It is common knowledge that the Nigerian economy is facing a number of challenges, including high rate of inflation, low growth rate, and a persistent fiscal deficit. In the light of these, there has been much debate about whether the government should impose new taxes to help boost revenue or adopt measures to address other manifest economic issues.
It is important to note that tax policies can have significant impacts on the economy. While taxes are necessary to fund government services and programmes, excessive taxation can stifle economic growth and discourage investment.
The recently introduced tax policy under the framework of Fiscal Policy Measures (FPM) 2023, brought about additional excise taxes ranging from 20 per cent to 100 per cent on alcoholic beverages, tobacco, wines and spirits.

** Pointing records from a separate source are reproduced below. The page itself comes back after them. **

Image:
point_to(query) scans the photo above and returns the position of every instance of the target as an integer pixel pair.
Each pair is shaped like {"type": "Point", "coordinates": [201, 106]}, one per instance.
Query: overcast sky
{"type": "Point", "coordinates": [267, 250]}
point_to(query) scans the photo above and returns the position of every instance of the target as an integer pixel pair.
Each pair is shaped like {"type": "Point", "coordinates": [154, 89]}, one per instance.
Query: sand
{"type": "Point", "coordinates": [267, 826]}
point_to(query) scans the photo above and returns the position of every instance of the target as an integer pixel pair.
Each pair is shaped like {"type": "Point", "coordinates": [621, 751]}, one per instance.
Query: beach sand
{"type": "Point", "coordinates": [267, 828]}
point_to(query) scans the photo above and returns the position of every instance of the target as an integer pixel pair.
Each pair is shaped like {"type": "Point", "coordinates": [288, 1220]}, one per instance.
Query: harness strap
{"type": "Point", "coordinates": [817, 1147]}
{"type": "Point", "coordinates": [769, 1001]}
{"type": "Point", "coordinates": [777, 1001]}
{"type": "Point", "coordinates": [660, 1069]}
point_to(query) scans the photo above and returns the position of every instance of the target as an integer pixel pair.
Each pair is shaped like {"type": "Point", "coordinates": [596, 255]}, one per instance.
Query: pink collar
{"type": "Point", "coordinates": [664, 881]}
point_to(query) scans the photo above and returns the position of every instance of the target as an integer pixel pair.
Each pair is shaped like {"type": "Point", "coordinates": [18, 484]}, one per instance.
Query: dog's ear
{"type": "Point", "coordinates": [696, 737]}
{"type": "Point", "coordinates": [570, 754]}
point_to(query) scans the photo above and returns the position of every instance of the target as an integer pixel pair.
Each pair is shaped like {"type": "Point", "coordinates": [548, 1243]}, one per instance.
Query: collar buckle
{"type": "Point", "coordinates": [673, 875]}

By the provisions of this policy, Nigeria will begin to tax single use plastic while a government circular also confirmed that five per cent telecommunication tax has been approved. The changes are effective from 1 May 2023 subject to 90-days grace period for importers who had opened Form M before 1 May 2023.
The affected items are: rice, woven fabrics, ceramic tiles and sinks, steel, containers for compressed or liquified gas, aluminum cans, washing machines, electric generating sets and rotary converters, smart phones, new and used passenger motor vehicles and electricity meters.
On the Revised Excise Duty Rates, additional excise taxes ranging from 20 per cent to 100 per cent increase on previously approved rates for alcoholic beverages, tobacco, wines and spirits have been introduced effective from 1 June 2023.
Also, as part of Nigeria’s commitment to climate change adaptation and mitigation to environmental degradation, a Green Tax made up of excise duty on Single Use Plastics (SUPs) and Import Adjustment Tax (IAT) Levy has been introduced on Motor Vehicles of 2000 cubic centimetres (cc) and above.
This tax also imposes five per cent on services provided by mobile telephony service providers and operators (GSM), fixed telephony operators (fixed and wireless), internet services providers (ISPs) and other operators, effective 22 May 2022.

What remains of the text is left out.